Review: Contagion

Steven Soderbergh’s “Contagion” is a precise, engaging and squeamish thriller about living in the modern age.

In a modern age of Twitter, text messaging and round the clock news, information can spread like wildfire. In the epidemic thriller “Contagion,” it merely takes one blog post to incite riots and one text to put a life in danger. And you wonder why these things are called “viral.”

Steven Soderbergh’s “Contagion” is a precise thriller that charts the rapid spread of a highly contagious and lethal virus, one that jumps from Beth Emhoff (Gwyneth Paltrow) as she returns from Hong Kong to quickly spreading across the globe.

It’s an engaging and squeamish thriller that makes you anxious to touch your face or move your foot on the sticky movie theater floor. And it’s because this is the sort of mass panic that would happen today.

“Contagion’s” careful pacing and strict attention to detail reveals how connected we are here and now. But the fear comes from Soderbergh weaving a wonderful snowball effect of the instantaneous spread of germs, information, rumors, mistrust and conspiracy.

It’s all done through intelligent, systematic and bookish storytelling in Scott Z. Burns’s screenplay. The jargon filled script, staggering numbers and cut-the-crap delivery of all the characters leaves the audience in a similar state of overwhelmed anxiety. “Contagion” is the sort of film that would say, “the virus has a quicker regeneration rate” over “you would’ve been dead by now.”

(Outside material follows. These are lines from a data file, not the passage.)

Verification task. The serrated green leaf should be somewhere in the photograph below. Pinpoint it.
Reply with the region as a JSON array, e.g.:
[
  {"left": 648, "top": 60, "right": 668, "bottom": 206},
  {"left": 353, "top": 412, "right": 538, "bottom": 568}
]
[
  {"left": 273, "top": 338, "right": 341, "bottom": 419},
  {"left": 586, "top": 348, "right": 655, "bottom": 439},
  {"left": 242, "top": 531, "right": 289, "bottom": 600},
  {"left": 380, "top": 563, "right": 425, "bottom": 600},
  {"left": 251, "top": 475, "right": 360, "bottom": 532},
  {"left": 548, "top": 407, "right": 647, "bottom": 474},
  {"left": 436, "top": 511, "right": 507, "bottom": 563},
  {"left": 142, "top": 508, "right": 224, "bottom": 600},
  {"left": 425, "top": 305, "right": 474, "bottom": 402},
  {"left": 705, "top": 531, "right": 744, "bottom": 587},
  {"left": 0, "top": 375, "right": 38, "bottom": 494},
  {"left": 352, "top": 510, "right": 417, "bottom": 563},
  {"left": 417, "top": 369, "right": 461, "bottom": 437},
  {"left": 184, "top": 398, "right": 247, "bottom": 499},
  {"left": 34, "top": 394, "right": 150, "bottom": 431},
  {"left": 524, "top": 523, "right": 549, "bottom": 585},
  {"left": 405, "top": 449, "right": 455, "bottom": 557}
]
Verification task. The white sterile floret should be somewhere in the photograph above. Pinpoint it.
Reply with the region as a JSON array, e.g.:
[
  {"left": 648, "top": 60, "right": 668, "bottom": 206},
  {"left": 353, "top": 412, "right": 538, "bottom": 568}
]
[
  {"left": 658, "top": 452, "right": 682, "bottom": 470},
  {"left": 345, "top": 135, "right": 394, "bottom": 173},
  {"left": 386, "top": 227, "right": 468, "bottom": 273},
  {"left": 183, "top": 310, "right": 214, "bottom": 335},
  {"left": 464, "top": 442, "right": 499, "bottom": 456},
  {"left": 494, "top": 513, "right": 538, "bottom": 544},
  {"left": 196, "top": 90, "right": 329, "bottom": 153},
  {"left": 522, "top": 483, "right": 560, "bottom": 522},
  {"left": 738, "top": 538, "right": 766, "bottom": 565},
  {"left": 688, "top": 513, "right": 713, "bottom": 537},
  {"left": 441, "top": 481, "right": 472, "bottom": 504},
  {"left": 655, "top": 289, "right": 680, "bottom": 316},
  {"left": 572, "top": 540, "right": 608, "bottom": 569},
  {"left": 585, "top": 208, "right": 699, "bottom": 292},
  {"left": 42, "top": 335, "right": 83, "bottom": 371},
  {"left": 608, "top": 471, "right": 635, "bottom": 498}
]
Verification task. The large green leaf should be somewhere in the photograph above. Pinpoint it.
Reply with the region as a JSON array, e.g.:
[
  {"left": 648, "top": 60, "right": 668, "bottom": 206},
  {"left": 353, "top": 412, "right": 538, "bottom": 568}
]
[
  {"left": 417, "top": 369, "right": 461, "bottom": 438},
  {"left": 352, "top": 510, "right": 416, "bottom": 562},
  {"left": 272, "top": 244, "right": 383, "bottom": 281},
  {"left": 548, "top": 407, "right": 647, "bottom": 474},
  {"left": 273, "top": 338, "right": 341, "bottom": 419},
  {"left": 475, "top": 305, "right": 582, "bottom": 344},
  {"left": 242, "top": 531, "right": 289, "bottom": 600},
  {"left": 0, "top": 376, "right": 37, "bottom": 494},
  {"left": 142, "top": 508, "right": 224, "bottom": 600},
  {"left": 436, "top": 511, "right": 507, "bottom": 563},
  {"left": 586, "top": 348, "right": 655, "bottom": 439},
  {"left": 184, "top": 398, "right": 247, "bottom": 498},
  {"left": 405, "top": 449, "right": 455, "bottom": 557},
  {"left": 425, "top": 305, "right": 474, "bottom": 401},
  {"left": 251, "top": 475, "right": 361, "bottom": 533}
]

The complexity of the film is not limited to its deep (and quite famous) cast or the urge to not condescend or even label the disease with a catchy name. Rather, we realize a global disaster has both mental and physical causalities.

We see it in the doctor (Kate Winslet) who knows the futility of her health precautions in the midst of the epidemic. We see it in the rogue blogger (Jude Law) who is more a fear-monger than any other character. And we see it in the Minnesota family man (Matt Damon) just trying to understand what has happened to his life and his world.

Damon is really the most compelling emotional figure in the film, yet his scenes skillfully avoid melodrama. Damon shows the same restraint and everyman innocence he did in Soderbergh’s “The Informant,” and resolutely, his tender reconciling with the fate of his wife is heartbreaking.

What’s more, the industrial rock score and Soderbergh’s own firm hand behind the camera give “Contagion” a truly modern vibe. It’ll be tough to wash your hands of this one.